As far as I can tell, content strategists or folks doing this kind of work have been active in and around Los Angeles since the Web started happening. The Los Angeles User Experience Meetup was founded in April 2007, so certainly content professionals were collaborating with design teams then. San Francisco content strategists launched their meetup in November 2009, but, except for a few small meetings and some LA UX Meetup events, southern content professionals stayed quiet.

Where were the content strategists in and around Los Angeles? Where are they now?

This past October, in coordination with Los Angeles’s Innovation Week, the LA Economic Development Council released data about the number of folks doing high-tech work in the Los Angeles region: 368,500, or about 9 percent of all Los Angeles jobs.

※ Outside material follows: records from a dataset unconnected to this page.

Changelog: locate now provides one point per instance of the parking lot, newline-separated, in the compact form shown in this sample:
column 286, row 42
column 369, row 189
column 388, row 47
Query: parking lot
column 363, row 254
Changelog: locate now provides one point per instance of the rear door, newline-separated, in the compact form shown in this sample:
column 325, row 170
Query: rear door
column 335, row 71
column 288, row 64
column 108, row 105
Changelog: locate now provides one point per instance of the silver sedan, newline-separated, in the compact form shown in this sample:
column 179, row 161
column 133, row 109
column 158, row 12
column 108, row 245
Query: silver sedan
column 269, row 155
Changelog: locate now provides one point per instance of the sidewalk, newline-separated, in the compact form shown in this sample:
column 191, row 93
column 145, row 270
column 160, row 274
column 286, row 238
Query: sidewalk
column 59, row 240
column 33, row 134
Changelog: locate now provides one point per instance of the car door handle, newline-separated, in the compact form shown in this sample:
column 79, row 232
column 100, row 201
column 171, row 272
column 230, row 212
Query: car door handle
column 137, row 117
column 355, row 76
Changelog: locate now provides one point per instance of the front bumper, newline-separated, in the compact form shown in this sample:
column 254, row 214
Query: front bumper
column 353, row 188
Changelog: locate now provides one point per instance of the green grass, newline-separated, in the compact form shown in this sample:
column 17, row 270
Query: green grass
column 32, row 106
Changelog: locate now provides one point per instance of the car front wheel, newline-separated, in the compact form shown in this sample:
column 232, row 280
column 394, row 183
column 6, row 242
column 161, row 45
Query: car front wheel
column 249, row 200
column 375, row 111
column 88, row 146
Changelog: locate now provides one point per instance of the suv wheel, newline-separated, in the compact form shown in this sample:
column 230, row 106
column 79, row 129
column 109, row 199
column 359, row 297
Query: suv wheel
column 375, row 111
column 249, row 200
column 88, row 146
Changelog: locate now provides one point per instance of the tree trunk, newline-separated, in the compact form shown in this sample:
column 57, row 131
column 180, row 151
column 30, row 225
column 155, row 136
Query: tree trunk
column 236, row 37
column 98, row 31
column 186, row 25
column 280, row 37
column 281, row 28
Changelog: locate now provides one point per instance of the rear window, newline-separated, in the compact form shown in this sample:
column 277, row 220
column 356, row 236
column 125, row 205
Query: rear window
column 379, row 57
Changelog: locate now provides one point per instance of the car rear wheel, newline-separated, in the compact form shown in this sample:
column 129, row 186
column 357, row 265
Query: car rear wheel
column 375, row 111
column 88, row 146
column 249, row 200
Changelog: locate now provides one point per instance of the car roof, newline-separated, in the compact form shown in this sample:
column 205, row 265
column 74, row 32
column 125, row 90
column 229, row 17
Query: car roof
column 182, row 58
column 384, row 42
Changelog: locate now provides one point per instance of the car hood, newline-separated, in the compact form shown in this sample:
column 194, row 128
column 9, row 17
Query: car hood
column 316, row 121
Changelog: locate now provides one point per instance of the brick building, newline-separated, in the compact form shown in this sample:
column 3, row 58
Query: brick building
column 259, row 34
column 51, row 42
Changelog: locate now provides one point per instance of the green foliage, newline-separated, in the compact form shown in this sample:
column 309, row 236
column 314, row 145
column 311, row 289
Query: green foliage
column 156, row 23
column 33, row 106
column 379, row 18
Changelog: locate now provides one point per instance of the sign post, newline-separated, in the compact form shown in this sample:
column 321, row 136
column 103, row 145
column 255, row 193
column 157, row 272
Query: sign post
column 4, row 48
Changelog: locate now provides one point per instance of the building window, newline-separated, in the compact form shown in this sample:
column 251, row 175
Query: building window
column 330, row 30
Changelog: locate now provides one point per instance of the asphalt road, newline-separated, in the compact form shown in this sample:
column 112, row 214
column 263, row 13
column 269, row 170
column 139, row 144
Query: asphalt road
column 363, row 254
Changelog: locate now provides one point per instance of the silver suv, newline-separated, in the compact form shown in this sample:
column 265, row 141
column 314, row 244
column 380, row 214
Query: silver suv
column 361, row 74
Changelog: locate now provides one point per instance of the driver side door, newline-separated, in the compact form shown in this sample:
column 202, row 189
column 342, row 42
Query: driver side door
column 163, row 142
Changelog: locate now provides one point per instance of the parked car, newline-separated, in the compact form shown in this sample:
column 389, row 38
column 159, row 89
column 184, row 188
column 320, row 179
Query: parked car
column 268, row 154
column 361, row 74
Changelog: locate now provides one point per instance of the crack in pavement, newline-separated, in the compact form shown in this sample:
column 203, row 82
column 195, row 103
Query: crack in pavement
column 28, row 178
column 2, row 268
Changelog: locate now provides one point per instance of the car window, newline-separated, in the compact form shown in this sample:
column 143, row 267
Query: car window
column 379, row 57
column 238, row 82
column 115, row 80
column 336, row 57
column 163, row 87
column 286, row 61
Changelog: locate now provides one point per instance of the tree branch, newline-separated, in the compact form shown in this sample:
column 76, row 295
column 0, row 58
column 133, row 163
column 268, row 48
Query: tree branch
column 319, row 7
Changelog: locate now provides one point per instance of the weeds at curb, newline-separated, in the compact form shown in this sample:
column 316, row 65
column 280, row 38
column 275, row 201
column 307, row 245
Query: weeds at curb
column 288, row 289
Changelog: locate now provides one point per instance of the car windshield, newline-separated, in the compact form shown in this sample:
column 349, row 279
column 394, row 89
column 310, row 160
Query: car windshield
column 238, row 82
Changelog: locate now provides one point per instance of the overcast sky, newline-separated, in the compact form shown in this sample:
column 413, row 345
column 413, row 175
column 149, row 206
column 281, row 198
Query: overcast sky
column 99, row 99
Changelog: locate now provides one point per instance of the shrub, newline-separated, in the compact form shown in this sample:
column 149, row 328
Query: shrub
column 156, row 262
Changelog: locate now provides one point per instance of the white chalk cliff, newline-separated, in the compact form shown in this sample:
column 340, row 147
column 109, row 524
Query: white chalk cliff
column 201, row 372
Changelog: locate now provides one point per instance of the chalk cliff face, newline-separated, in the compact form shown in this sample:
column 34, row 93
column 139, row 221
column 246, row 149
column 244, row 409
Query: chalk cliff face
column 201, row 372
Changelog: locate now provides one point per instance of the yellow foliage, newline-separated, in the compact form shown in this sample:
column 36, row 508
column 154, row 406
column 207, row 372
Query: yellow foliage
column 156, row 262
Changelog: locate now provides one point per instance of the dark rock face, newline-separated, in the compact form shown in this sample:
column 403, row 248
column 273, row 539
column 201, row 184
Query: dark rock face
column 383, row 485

There’s bound to be a few content strategists in there, right? And probably more, as content strategists also work in fields that the council might not consider high-tech, such as education, advertising, and entertainment. Content Strategy Southern California exists for all of them, and for content professionals in design, marketing, media, and more.

Who Are We?

Despite the LA Economic Development Council’s report and some other research, we don’t have much data about the southland’s content strategy community. We are obviously here. Today’s meeting is sold out, and interest in our next meetings is strong. But where are we working? What are our concerns? Where are our opportunities?

If you have answers to these questions, please leave a comment and let us know. We will continue to ask these and more questions in future meetup events. After some dry years, we finally have a local venue to share our challenges, learn about better practices, and make progress together.

Content and Community Where the Sun Shines

Content Strategy Southern California is a meetup group for content strategists, designers, creators, and managers in and around Los Angeles, California. Serving content professionals from Santa Barbara to San Diego, Content Strategy Southern California operates as a platform to share the best and latest about web and mobile content.

To join this meetup group and get information about the next event, visit Content Strategy Southern California on Meetup.com.

Working in collaboration with the Los Angeles User Experience Meetup Group, Content Strategy Southern California meets regularly to bring the content and design community information and insights about content

  • Audits
  • Creation
  • Design
  • Delivery
  • Engineering
  • Governance
  • Management
  • Marketing
  • Modeling
  • Planning
  • Structuring

Our community of content and design professionals comes together to discuss these topics and the emerging challenges we face. Our goal: Helping content and design professionals throughout southern California as we build and share better content for ourselves and the clients and companies we serve.

Content Strategy Southern California Launches

On Feb. 12, 2015, Content Strategy Southern California launched to create a platform for content strategists and designers in Los Angeles to share insights and information about planning, creating, designing, and managing effective digital content.